O Artífice não demora a responder. Sua voz volta sem hesitação, resposta de quem lida com perguntas já previstas pelo protocolo.
— Precisamos de recursos que só existem além das barreiras. Alguém precisa morrer tentando recuperar esses recursos. A questão é se você será útil tempo suficiente antes disso acontecer, ou se vai morrer desperdiçando nosso investimento como um idiota inexperiente.
Ele gesticula, e desta vez projeta as imagens diretamente dos implantes, não delegando aos robôs. Posso sentir que estas são informações privadas, dados que só ele possui, segredos que custaram vidas para serem obtidos.
As imagens mostram a barreira de fogo mais de perto, revelando detalhes que fazem minha pele se arrepiar. Vejo braços mecânicos cortando o calor com ferramentas que vibram na ânsia de rasgar o mundo.
Veículos blindados avançam com brocas que giram em velocidade absurda, e escudos translúcidos, semelhantes ao material cristalizado que vi nos corpos, cintilam contra o calor. Alguns parecem cápsulas seladas, projetadas não para atravessar, mas para suportar o impossível.

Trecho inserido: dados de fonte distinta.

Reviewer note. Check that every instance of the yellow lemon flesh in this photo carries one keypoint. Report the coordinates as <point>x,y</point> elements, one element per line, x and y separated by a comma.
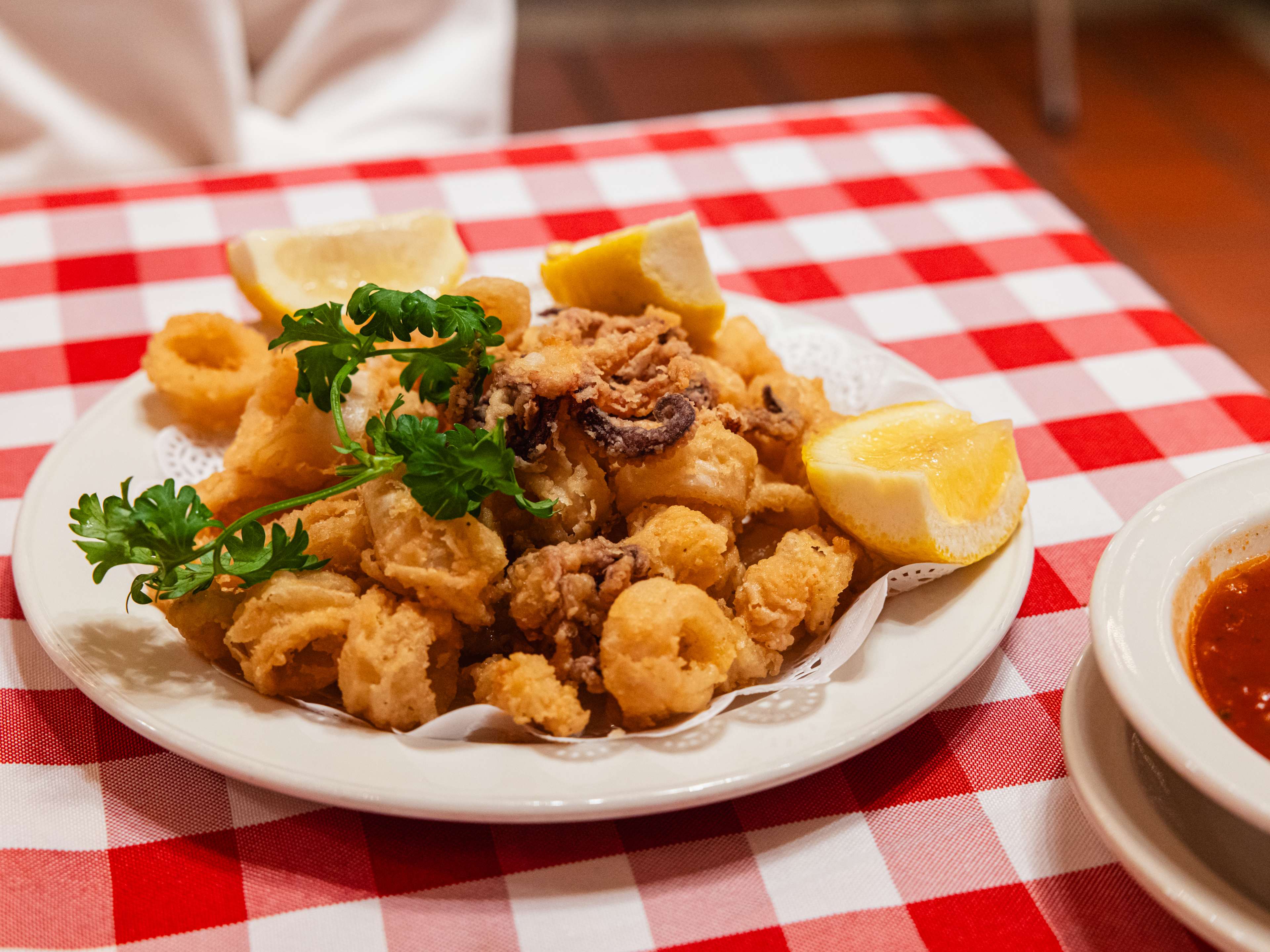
<point>281,271</point>
<point>662,263</point>
<point>920,483</point>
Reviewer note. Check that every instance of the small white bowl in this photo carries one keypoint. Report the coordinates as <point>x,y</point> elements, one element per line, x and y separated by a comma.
<point>1145,589</point>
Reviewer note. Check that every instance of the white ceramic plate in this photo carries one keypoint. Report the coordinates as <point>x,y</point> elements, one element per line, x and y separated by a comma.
<point>136,667</point>
<point>1146,584</point>
<point>1205,865</point>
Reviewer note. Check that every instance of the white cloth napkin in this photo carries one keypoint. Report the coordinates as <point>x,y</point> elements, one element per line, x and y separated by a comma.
<point>95,89</point>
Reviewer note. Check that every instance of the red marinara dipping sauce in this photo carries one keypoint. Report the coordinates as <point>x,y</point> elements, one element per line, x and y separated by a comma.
<point>1230,651</point>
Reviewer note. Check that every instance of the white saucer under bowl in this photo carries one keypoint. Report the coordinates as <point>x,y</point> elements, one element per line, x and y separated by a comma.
<point>1203,864</point>
<point>1146,586</point>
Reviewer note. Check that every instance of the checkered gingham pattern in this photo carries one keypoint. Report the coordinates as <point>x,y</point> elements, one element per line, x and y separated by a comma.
<point>889,216</point>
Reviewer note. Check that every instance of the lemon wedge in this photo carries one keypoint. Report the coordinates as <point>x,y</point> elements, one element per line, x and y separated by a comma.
<point>920,483</point>
<point>662,263</point>
<point>281,271</point>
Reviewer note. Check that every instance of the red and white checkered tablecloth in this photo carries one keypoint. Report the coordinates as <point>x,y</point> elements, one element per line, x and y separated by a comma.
<point>891,216</point>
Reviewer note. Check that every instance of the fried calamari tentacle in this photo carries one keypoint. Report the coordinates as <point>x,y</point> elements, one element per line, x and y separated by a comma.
<point>528,689</point>
<point>399,667</point>
<point>799,584</point>
<point>562,593</point>
<point>450,564</point>
<point>204,617</point>
<point>710,468</point>
<point>675,416</point>
<point>289,633</point>
<point>665,649</point>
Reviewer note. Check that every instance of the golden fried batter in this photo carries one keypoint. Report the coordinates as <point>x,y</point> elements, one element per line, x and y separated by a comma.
<point>338,531</point>
<point>799,584</point>
<point>207,366</point>
<point>451,564</point>
<point>503,299</point>
<point>526,687</point>
<point>686,546</point>
<point>401,662</point>
<point>712,466</point>
<point>742,347</point>
<point>204,617</point>
<point>779,503</point>
<point>289,631</point>
<point>665,649</point>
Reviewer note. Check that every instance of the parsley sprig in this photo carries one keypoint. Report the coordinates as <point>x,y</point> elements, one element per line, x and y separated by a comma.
<point>449,473</point>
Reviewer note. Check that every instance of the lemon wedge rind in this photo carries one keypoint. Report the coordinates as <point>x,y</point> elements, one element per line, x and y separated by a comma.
<point>662,263</point>
<point>281,271</point>
<point>907,513</point>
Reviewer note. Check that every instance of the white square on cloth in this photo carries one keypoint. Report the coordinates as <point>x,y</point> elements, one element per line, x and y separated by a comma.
<point>1070,508</point>
<point>556,909</point>
<point>985,218</point>
<point>172,222</point>
<point>839,235</point>
<point>26,237</point>
<point>334,928</point>
<point>51,807</point>
<point>780,164</point>
<point>328,204</point>
<point>907,151</point>
<point>822,867</point>
<point>1143,379</point>
<point>1060,293</point>
<point>487,193</point>
<point>1042,829</point>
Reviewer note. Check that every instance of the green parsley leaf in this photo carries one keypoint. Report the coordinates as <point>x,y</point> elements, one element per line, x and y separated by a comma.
<point>388,314</point>
<point>332,347</point>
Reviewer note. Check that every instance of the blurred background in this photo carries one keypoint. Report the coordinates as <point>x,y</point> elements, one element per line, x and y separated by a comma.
<point>1150,119</point>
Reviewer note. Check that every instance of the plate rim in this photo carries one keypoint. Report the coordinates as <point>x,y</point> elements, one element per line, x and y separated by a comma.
<point>357,796</point>
<point>1103,804</point>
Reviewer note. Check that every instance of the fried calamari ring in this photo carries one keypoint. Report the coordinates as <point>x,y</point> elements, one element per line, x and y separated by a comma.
<point>289,633</point>
<point>526,687</point>
<point>665,649</point>
<point>401,662</point>
<point>206,366</point>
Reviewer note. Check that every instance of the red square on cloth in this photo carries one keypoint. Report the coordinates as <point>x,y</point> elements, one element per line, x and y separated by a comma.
<point>418,855</point>
<point>1108,440</point>
<point>177,885</point>
<point>1004,917</point>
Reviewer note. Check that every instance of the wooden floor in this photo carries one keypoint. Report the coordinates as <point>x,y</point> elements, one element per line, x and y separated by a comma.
<point>1170,167</point>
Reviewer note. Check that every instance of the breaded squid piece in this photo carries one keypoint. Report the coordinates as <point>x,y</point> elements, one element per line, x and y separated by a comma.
<point>730,386</point>
<point>289,631</point>
<point>338,531</point>
<point>742,347</point>
<point>568,473</point>
<point>206,365</point>
<point>282,440</point>
<point>665,649</point>
<point>526,687</point>
<point>563,593</point>
<point>799,584</point>
<point>712,466</point>
<point>450,564</point>
<point>779,503</point>
<point>401,662</point>
<point>204,617</point>
<point>503,299</point>
<point>686,546</point>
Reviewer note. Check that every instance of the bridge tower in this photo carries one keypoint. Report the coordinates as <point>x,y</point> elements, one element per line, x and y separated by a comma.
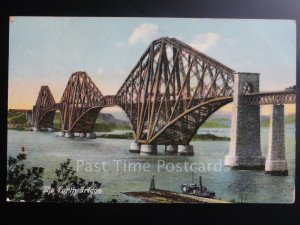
<point>245,147</point>
<point>276,163</point>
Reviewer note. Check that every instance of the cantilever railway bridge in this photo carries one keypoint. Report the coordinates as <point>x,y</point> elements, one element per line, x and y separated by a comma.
<point>167,96</point>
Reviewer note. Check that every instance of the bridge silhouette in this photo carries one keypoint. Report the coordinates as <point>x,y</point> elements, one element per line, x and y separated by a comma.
<point>168,95</point>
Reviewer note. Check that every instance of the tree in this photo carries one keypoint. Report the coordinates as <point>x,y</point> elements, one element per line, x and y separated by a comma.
<point>26,183</point>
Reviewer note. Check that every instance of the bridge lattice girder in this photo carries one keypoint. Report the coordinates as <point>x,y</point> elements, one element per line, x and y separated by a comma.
<point>80,103</point>
<point>274,97</point>
<point>43,112</point>
<point>170,79</point>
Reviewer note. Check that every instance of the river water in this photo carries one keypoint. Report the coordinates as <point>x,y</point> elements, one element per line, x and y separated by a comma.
<point>109,162</point>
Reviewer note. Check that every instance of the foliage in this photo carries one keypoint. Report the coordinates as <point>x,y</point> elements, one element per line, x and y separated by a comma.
<point>26,183</point>
<point>18,119</point>
<point>23,184</point>
<point>66,178</point>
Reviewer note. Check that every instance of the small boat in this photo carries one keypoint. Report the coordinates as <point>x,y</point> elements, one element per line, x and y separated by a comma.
<point>194,189</point>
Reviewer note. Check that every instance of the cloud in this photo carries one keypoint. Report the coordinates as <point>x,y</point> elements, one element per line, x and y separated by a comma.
<point>100,71</point>
<point>144,32</point>
<point>203,42</point>
<point>120,45</point>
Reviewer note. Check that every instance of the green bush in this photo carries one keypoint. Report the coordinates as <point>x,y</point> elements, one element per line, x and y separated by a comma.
<point>26,183</point>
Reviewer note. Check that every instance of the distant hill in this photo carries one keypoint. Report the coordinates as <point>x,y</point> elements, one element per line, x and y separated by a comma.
<point>107,117</point>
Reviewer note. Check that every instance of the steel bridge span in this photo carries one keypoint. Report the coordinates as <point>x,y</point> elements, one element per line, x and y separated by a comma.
<point>167,96</point>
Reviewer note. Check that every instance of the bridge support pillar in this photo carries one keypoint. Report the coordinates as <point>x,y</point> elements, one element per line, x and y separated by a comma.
<point>276,163</point>
<point>91,135</point>
<point>82,135</point>
<point>245,146</point>
<point>148,149</point>
<point>185,149</point>
<point>69,134</point>
<point>134,147</point>
<point>171,149</point>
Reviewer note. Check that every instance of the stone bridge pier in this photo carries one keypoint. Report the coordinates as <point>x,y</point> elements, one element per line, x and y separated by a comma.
<point>245,147</point>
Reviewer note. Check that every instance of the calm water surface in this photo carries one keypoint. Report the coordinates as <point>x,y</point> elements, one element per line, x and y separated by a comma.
<point>47,150</point>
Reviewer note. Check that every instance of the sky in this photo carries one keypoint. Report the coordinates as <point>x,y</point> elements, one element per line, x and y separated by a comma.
<point>47,50</point>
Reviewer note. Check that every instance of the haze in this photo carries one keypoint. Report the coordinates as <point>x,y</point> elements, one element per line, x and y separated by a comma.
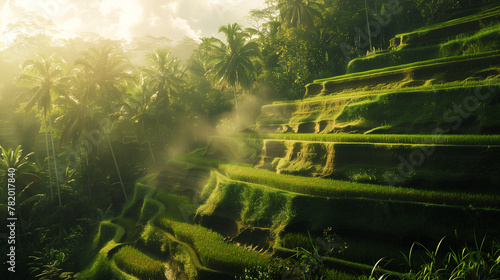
<point>125,19</point>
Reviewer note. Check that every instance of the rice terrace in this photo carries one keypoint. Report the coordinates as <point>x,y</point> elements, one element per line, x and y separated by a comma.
<point>325,139</point>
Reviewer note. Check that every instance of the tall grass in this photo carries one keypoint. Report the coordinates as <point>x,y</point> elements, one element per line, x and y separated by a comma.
<point>135,262</point>
<point>468,263</point>
<point>213,251</point>
<point>334,188</point>
<point>415,139</point>
<point>425,63</point>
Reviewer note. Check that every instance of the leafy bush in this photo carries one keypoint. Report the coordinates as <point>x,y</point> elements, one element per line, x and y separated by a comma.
<point>135,262</point>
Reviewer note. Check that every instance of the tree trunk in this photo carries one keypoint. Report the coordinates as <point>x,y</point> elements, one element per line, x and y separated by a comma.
<point>55,162</point>
<point>48,155</point>
<point>117,169</point>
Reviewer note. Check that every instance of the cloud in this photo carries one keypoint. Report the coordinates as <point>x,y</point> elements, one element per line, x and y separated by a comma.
<point>174,19</point>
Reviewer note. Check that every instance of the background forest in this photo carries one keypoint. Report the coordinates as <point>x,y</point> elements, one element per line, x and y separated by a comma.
<point>93,114</point>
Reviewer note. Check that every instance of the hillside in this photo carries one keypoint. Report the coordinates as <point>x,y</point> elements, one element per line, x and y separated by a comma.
<point>403,148</point>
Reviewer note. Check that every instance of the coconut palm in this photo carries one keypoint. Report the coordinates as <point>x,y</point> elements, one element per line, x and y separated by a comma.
<point>105,72</point>
<point>299,12</point>
<point>165,76</point>
<point>44,76</point>
<point>233,63</point>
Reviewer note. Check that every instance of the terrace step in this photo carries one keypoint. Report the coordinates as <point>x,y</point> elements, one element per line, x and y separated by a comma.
<point>422,74</point>
<point>471,108</point>
<point>470,168</point>
<point>442,31</point>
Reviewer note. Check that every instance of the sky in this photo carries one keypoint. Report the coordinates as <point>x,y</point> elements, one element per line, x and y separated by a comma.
<point>125,19</point>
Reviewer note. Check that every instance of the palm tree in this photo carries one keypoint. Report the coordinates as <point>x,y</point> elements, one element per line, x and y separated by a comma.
<point>299,12</point>
<point>164,75</point>
<point>105,71</point>
<point>233,63</point>
<point>44,76</point>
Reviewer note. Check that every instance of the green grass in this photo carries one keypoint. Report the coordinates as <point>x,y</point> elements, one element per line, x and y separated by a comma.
<point>136,263</point>
<point>214,252</point>
<point>414,139</point>
<point>474,17</point>
<point>334,188</point>
<point>485,40</point>
<point>468,263</point>
<point>395,112</point>
<point>409,66</point>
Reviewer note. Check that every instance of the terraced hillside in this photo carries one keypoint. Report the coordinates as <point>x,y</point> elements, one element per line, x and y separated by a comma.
<point>362,166</point>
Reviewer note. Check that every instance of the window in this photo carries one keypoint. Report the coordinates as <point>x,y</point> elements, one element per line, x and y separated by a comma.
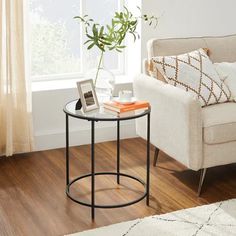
<point>57,49</point>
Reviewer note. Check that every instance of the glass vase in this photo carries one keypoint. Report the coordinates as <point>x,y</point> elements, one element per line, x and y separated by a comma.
<point>104,85</point>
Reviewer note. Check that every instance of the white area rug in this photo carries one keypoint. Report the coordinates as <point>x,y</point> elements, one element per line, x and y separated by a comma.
<point>214,219</point>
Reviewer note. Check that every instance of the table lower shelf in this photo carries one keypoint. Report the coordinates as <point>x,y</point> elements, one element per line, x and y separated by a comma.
<point>107,206</point>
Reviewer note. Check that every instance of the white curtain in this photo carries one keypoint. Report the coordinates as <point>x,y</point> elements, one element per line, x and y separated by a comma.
<point>15,97</point>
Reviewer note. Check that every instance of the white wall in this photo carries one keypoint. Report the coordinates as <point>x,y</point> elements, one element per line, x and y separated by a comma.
<point>178,18</point>
<point>185,18</point>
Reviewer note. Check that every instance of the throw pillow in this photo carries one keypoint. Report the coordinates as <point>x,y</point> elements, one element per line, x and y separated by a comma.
<point>227,73</point>
<point>195,73</point>
<point>154,72</point>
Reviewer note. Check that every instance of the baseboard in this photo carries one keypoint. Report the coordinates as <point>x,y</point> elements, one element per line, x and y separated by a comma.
<point>56,139</point>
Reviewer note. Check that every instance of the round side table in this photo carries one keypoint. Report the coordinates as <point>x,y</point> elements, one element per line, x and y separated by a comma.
<point>101,116</point>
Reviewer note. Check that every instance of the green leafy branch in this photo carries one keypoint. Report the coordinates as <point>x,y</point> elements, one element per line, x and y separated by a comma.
<point>112,36</point>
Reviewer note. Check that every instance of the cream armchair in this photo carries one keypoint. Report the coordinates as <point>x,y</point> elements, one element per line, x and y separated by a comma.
<point>197,137</point>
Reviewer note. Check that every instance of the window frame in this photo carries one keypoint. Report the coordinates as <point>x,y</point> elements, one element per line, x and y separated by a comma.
<point>79,75</point>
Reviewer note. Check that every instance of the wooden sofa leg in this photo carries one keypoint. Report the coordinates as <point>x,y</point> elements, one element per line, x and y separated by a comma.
<point>155,156</point>
<point>202,177</point>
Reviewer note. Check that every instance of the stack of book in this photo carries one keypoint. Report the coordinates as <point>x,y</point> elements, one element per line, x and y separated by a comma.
<point>123,110</point>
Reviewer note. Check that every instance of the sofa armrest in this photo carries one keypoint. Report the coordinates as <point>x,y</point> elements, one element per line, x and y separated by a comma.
<point>176,120</point>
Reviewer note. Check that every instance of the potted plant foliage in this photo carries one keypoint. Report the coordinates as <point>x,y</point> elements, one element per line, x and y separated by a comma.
<point>112,36</point>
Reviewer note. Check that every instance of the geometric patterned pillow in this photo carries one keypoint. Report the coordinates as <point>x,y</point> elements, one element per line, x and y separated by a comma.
<point>195,73</point>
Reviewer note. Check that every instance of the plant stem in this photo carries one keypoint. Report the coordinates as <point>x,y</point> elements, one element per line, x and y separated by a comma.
<point>99,67</point>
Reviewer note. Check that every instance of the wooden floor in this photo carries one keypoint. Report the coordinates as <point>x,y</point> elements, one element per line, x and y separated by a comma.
<point>33,200</point>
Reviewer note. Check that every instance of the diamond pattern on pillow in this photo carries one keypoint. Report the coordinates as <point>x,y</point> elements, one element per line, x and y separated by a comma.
<point>195,73</point>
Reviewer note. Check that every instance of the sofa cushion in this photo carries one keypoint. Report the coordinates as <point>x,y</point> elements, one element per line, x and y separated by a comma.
<point>195,73</point>
<point>227,73</point>
<point>219,123</point>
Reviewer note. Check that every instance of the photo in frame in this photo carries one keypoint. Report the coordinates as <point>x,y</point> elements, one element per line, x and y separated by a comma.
<point>87,95</point>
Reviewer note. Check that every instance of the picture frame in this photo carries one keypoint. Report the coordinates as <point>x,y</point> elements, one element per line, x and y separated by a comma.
<point>87,95</point>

Algumas brocas explodem no contato, outras derretem. Contudo, há aquelas que atravessam, desaparecendo do outro lado em flashes tão intensos que minha retina arde, mesmo por trás da projeção.
A projeção se dissolve aos poucos, no entanto, o silêncio não dura. O Artífice fala:
— Não vou mentir sobre os perigos. Você vai querer morrer pelo menos uma vez por semana. Mas os que sobrevivem viram artífices respeitados. Ganham correntes longas o bastante para que a ilusão de liberdade quase pareça real.
Meu corpo reage às imagens de forma inesperada. Não com medo, porém, com uma antecipação quase instintiva, como se minhas modificações tivessem sido feitas para esses ambientes hostis
Meu olhar volta mais uma vez para os corpos cristalizados. Será que eles sentiram essa mesma antecipação antes de partirem? Será que tinham modificações? Que algo dentro deles também os chamou para atravessar o fogo, prometendo que sobreviveriam, que eram diferentes, que conseguiriam onde outros falharam?
E agora eles são arte macabra sendo analisada por robôs que catalogam cada detalhe da sua transformação pós-morte.
As imagens continuam ali, imóveis, contudo, dentro de mim tudo se move. A dúvida, antes sussurrante, agora grita. E é a minha voz que corta o silêncio.
— Preciso saber uma coisa!? — forço as palavras através da ansiedade crescente, sabendo que além de Axion, talvez só esse homem possa responder, e assim, saberei exatamente quanto ele sabe sobre o que sou — Se eu escolher o acordo de exploração, ainda serei eu no final?
Faço uma pausa, sentindo o peso da pergunta real se formar na minha garganta tal qual um tumor de palavras:
— Ou essas modificações vão me transformar em algo completamente diferente? Algo que nem se lembra mais de ter sido humano? E no fim, talvez nem essa promessa de liberdade após os cinco anos seja real.